The financial situation of Australian households has deteriorated over the last quarter, yet more Aussies are willing to spend their savings.
The St. George and Melbourne Institute household financial conditions index decreased 7.9% to 122.2 in March, which is 1.8% below its value a year ago.
The proportion of households adding to their savings decreased four percentage points while the proportion of households that were drawing on their savings reached the highest level in nearly 20 years at 15.6%.
It shows a marked change from the previous quarter, which recorded the biggest annual improvement in financial conditions for Australian households since the survey first launched nearly 20 years ago.
The index increased 4.3% in December to 132.6, the highest level since 2009. That result was the fourth consecutive quarter increase and a rise of 9.3% over 2013.

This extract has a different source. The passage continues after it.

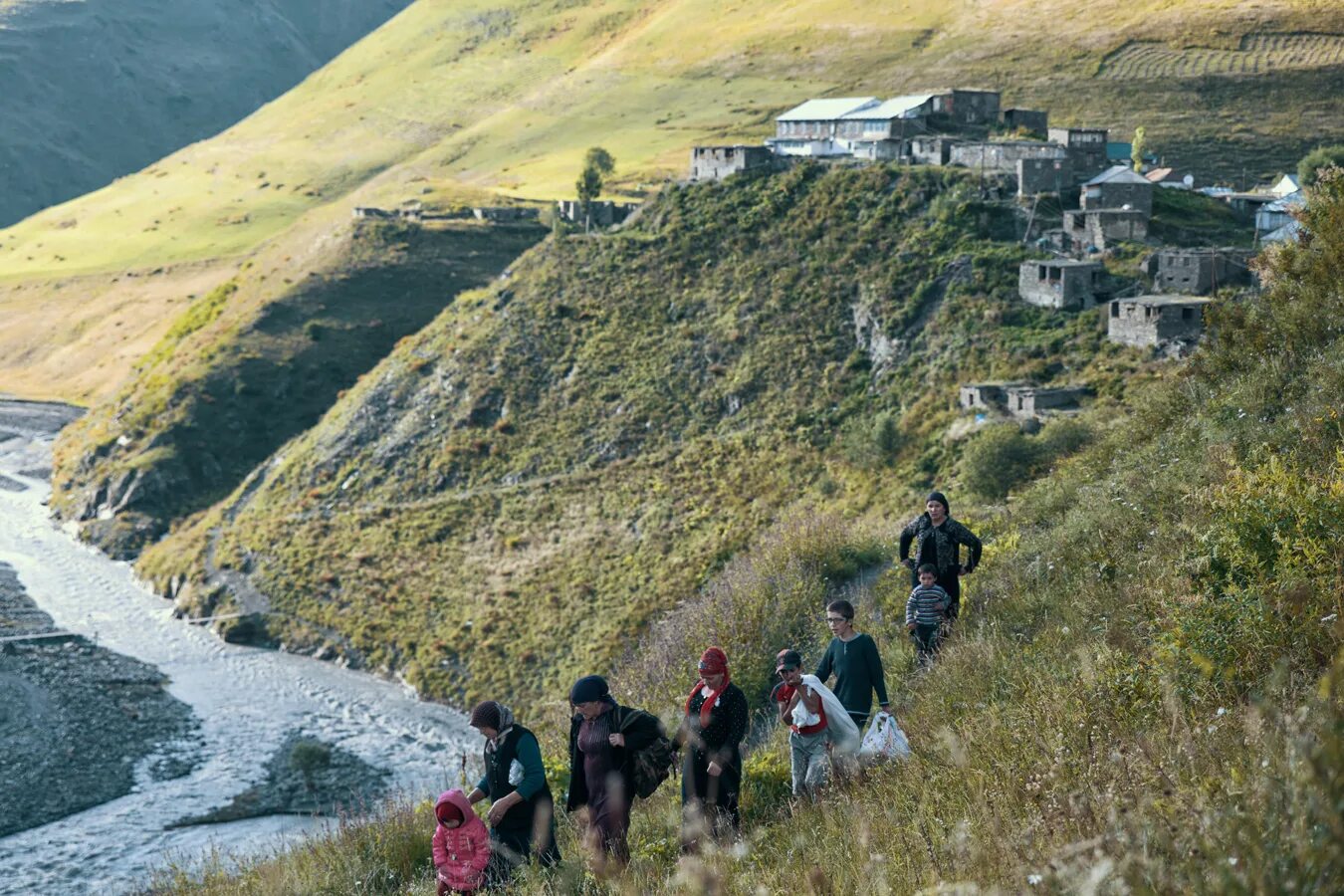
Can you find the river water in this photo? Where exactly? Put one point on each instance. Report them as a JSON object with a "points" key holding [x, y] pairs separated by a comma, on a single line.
{"points": [[246, 700]]}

But the research authors, after surveying 1200 respondents, put the deterioration in household financial conditions in this quarter down to more households drawing on their savings, and said Australians were easing their consumer caution which will help support economic growth.
“What we’re hearing from our customers is that they’ve been focused on saving money and reducing their levels of debt since the global financial crisis. They now feel they are in a better position to spend more, especially with low interest rates helping them to save money. However, Australians are still taking a cautious approach to their spending overall,” St. George retail banking general manager Andy Fell said.
Nearly four in five of Australian households remain in a stable financial position, although there was a decline of 5.9% on the previous quarter. During March, 44.6% of households put savings away.
The proportion of households holding mortgages rose to 40.2% in March, corresponding with stronger demand for housing.
But those trying to save for a mortgage may be thwarted still – renters experienced a decrease in their financial conditions, dropping a further 2.5% in March after a 9.1% decline in December, as rents continue to increase.